When we look at potential conference realignment this way, it’s easier to see the inherent difficulties of consolidating into four “superconferences,” as existing geographic, cultural, and political ties are difficult to sever in order to make it work. Trying to merge Big 12 schools with the Pac-12 or Big Ten, or trying to merge ACC schools with the Big 12, Big Ten or SEC, is like trying to merge France with Great Britain or Germany, or Italy with Germanyor Russia. Some things just don’t work very well.
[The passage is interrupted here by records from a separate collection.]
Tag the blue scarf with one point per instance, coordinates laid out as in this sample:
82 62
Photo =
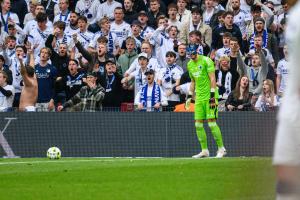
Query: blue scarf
264 37
110 44
155 97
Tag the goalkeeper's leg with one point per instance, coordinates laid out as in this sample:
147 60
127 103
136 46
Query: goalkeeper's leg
202 139
216 132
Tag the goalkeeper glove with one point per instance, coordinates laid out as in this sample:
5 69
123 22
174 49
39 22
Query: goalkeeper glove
188 102
212 100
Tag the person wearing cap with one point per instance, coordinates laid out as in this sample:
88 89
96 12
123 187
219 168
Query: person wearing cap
135 33
32 24
154 13
138 75
225 50
16 31
226 77
257 71
60 37
119 26
6 13
258 10
267 38
127 58
49 6
196 23
46 75
38 36
230 27
85 8
88 99
150 97
203 86
107 9
7 93
241 18
29 94
169 78
70 83
64 12
287 142
153 63
84 36
113 44
5 68
111 82
183 15
72 28
172 13
146 30
31 14
164 39
210 9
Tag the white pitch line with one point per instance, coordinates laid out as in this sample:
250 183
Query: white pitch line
54 161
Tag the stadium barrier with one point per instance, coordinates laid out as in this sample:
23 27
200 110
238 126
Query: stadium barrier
131 134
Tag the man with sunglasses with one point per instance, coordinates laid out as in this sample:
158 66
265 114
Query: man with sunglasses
203 83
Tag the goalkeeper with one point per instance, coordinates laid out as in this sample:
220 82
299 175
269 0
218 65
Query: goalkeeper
202 72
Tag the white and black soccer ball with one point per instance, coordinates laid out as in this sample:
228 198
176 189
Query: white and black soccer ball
53 153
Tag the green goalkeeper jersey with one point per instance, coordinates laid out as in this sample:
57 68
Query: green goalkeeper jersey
198 71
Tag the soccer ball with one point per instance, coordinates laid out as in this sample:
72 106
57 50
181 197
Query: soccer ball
53 153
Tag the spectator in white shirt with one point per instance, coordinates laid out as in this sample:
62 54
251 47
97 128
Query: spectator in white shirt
183 15
85 8
7 93
119 26
64 13
7 16
107 9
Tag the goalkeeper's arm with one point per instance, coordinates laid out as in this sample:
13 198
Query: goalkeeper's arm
213 85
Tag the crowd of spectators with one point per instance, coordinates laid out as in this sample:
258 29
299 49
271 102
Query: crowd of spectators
92 55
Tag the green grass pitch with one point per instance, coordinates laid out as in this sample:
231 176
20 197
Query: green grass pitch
125 178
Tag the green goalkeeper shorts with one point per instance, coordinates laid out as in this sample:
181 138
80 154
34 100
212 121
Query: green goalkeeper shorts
203 110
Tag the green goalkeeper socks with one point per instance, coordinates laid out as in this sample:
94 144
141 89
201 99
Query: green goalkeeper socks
216 132
201 135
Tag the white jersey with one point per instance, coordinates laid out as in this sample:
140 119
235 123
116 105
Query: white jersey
6 102
106 9
282 70
31 25
207 16
85 38
163 44
121 30
16 74
70 31
4 20
241 20
224 51
147 32
63 17
287 143
176 23
63 40
153 64
185 17
112 44
38 38
140 79
85 8
168 77
137 99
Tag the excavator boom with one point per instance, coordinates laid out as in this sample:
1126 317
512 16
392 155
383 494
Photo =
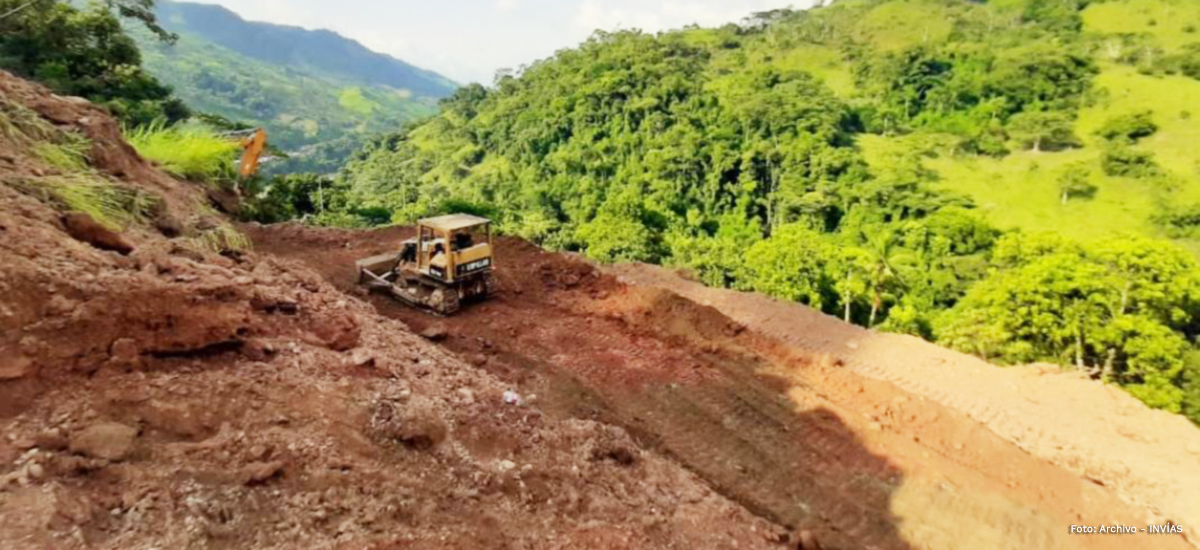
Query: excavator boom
253 144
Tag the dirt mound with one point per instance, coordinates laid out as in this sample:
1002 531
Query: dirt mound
797 437
1097 431
181 398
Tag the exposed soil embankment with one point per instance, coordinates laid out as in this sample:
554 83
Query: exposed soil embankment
159 394
796 435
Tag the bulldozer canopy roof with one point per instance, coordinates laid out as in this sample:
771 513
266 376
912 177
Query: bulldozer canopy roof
454 221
In addition, the potential for legal constraints on “superconferences” always looms in the background. In addition to inevitable lawsuits for violation of antitrust laws that would follow, a more direct legal constraint could be much simpler – Congress could simply enact legislation that gives the NCAA exclusive authority to regulate and administer collegiate national championships. This is already de facto the case for all other NCAA sports (other than Division I FBS football), and precedent for this can be found in the grant of exclusive authority Congress has given the United States Olympic Committee (USOC) for the Olympic Games. There would likely be enormous political support for such legislation. Thus, radical consolidation into four “superconferences” is not likely – but when it comes to conference realignment, anything is possible. Since the SEC, Big Ten and Pac-12 are assured places at the superconference table, it’s left to the Big 12, ACC and Big East to battle for the final seat. This is not that important to the UT’s and OU’s of the Big 12, because they’re assured a seat at the table in some conference – but for other Big 12 member schools, whether the Big 12 survives largely determines their fate as to whether they’re “in” a new superconference structure or “out” with faces pressed against the glass.

Accordingly, for reasons of stability and future positioning for potential events – and not to increase market share or add additional football “brands” – it’s likely that the Big 12 Conference will seek to expand by two schools at some point in the next two years.